Located strategically on Lake Monroe, near Orlando, on the southern stretch of the St. Johns River, at the turn of the 19th century steamboat traffic between Sanford and Jacksonville had always been heavy and profitable. However, in the early 1920s, a threat to Sanford’s agriculture and trade business appeared imminent. The threat was the privately owned Florida East Coast Canal, now a completed tollway between Jacksonville, Fla., and Miami.
The Corps of Engineers could not make up its mind. Should it recommend to Congress the taking over of the old Florida East Coast Canal?
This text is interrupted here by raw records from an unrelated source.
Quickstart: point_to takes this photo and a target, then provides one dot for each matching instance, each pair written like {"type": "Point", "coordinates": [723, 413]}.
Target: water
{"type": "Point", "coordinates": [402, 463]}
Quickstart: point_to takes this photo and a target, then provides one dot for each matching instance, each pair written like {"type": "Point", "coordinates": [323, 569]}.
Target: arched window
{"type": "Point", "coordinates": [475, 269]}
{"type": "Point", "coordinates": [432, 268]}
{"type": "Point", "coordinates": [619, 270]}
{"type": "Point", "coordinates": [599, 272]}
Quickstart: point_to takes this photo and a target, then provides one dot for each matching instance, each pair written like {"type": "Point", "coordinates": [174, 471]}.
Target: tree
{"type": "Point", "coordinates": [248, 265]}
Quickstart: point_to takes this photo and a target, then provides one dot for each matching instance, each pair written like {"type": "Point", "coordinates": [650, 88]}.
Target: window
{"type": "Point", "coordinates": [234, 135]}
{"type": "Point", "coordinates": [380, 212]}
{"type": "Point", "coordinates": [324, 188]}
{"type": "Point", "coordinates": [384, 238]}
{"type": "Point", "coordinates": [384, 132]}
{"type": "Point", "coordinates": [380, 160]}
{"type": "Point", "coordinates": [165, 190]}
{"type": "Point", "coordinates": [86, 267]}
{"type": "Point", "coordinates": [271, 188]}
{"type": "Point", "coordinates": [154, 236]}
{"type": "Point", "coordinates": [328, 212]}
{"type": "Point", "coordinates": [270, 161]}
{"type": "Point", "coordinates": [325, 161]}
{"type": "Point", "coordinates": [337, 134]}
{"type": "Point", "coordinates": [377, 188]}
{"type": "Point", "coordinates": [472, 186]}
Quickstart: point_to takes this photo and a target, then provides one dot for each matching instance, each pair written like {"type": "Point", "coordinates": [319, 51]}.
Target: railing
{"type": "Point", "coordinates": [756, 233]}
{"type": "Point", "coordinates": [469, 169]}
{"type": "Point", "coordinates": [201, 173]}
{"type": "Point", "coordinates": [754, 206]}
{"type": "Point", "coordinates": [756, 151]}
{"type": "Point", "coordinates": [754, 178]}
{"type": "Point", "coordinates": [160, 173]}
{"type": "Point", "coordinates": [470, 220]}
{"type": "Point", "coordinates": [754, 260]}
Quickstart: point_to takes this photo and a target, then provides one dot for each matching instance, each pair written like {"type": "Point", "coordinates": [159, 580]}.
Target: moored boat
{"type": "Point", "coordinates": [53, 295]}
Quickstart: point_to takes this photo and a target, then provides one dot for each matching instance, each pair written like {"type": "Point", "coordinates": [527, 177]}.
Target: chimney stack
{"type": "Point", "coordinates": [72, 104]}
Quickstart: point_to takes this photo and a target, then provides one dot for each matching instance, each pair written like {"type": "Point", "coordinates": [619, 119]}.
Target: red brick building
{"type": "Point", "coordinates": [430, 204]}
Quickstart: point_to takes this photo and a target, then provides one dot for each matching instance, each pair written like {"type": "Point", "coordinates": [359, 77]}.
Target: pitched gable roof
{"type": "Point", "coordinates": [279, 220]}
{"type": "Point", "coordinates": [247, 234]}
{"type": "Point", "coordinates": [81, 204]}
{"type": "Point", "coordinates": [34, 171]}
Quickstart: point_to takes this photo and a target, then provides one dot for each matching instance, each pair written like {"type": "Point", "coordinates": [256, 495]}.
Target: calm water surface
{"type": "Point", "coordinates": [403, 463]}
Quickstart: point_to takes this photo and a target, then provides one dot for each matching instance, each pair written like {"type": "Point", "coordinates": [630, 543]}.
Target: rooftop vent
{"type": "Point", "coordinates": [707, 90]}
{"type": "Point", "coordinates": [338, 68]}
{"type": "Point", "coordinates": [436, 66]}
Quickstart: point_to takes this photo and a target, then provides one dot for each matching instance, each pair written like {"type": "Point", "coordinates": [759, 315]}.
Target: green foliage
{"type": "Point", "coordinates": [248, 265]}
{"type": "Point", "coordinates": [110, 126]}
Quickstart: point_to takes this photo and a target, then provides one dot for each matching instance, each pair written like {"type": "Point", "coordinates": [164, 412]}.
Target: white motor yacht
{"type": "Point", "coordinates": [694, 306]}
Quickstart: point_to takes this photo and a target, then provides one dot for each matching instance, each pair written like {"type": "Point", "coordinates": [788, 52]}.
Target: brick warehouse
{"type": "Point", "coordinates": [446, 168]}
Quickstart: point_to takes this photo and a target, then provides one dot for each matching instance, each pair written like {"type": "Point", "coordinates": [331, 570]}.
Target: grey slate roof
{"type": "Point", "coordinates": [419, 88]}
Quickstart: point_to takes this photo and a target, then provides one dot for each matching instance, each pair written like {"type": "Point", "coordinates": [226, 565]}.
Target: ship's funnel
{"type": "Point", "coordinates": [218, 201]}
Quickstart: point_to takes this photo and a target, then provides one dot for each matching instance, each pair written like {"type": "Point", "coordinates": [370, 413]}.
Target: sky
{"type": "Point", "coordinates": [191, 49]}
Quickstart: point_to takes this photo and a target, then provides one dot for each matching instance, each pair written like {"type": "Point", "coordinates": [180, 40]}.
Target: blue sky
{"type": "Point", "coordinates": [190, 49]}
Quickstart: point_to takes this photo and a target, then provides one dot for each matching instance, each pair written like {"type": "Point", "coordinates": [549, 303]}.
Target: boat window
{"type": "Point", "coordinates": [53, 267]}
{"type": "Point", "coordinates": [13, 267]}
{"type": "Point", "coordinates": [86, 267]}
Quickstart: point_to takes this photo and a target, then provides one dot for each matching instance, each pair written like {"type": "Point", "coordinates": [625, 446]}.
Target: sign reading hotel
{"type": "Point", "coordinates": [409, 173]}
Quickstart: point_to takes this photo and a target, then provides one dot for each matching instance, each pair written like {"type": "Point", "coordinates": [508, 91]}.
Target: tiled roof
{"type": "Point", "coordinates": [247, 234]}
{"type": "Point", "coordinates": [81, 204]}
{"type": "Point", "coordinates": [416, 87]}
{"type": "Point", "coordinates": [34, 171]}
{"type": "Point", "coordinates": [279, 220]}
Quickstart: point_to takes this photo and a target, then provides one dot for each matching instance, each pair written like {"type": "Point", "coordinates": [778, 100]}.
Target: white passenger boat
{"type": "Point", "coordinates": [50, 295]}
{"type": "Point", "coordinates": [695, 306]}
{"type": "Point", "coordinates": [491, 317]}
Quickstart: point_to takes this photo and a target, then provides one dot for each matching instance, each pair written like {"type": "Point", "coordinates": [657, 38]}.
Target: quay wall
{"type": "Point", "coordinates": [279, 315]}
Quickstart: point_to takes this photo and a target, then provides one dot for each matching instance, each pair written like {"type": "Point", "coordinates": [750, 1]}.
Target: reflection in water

Or recommend a change in course and the larger and deeper St. Johns River south, near Titusville, thence a short connecting Canal to the southern part of the old East Coast Canal? If the Army recommended the old East Coast Canal, it would spell the death knell for Sanford and Central Florida. If the Corps decided upon the St. Johns River route, Daytona Beach and its thriving tourist business would be cut out of the picture. The Corps held four hearings in 1922 throughout the east coast to decide the question.